El juego constituye un mecanismo natural imprescindible para el aprendizaje. De forma espontánea, a través del juego libre, los niños aprenden a tomar decisiones, a resolver problemas, o
a relacionarse con los demás. Y desde la perspectiva educativa también puede resultar muy útil el juego estructurado o dirigido, a medio camino entre el juego libre y la enseñanza
directa, para ir fomentando un aprendizaje
más reflexivo.
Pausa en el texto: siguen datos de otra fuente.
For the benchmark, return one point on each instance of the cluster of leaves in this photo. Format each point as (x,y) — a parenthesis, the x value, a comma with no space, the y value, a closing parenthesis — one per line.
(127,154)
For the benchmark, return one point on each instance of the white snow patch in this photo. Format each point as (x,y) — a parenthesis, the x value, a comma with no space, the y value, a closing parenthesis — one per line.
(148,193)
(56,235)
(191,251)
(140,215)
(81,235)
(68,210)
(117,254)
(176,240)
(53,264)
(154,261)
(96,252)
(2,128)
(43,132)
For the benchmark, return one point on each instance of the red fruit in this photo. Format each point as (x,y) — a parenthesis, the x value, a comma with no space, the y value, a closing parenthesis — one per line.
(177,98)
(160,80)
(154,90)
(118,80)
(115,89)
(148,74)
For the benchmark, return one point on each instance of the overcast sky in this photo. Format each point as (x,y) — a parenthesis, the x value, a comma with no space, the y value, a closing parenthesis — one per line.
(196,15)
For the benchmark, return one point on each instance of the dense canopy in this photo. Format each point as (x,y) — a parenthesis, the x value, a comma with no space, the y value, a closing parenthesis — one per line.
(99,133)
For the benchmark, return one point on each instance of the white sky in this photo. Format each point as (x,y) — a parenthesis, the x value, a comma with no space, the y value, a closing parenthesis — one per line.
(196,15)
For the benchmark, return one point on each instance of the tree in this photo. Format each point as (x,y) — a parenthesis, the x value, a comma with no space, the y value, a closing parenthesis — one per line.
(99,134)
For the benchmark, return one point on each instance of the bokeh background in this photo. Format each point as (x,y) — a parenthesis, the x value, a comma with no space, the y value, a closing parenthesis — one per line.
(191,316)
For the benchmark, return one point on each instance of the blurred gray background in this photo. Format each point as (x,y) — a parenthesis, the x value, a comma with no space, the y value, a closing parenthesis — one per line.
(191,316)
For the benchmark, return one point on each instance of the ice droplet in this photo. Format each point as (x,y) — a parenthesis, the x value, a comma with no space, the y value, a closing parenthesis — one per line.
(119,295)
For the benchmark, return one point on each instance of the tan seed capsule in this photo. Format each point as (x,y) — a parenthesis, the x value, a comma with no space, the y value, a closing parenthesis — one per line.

Un ejemplo de ello lo representa el ajedrez, un juego con unas reglas definidas que se han de aceptar e interiorizar en el que confluyen aspectos
relacionados con el deporte, la ciencia o el arte y que estudios recientes sugieren que su práctica regular puede beneficiar el desarrollo personal y académico del alumno: el análisis
detallado de las posibles posiciones que pueden originarse en el tablero requiere concentración, autocontrol, pensamiento crítico o mantenimiento de la información visual en la memoria
de trabajo, todas ellas acciones relacionadas con las llamadas funciones ejecutivas del cerebro que nos permiten tomar las decisiones adecuadas y que tienen una incidencia directa en el
rendimiento académico del alumno. Y es que en el ajedrez, al igual que en la vida, hay que planificar y actuar con un tiempo limitado.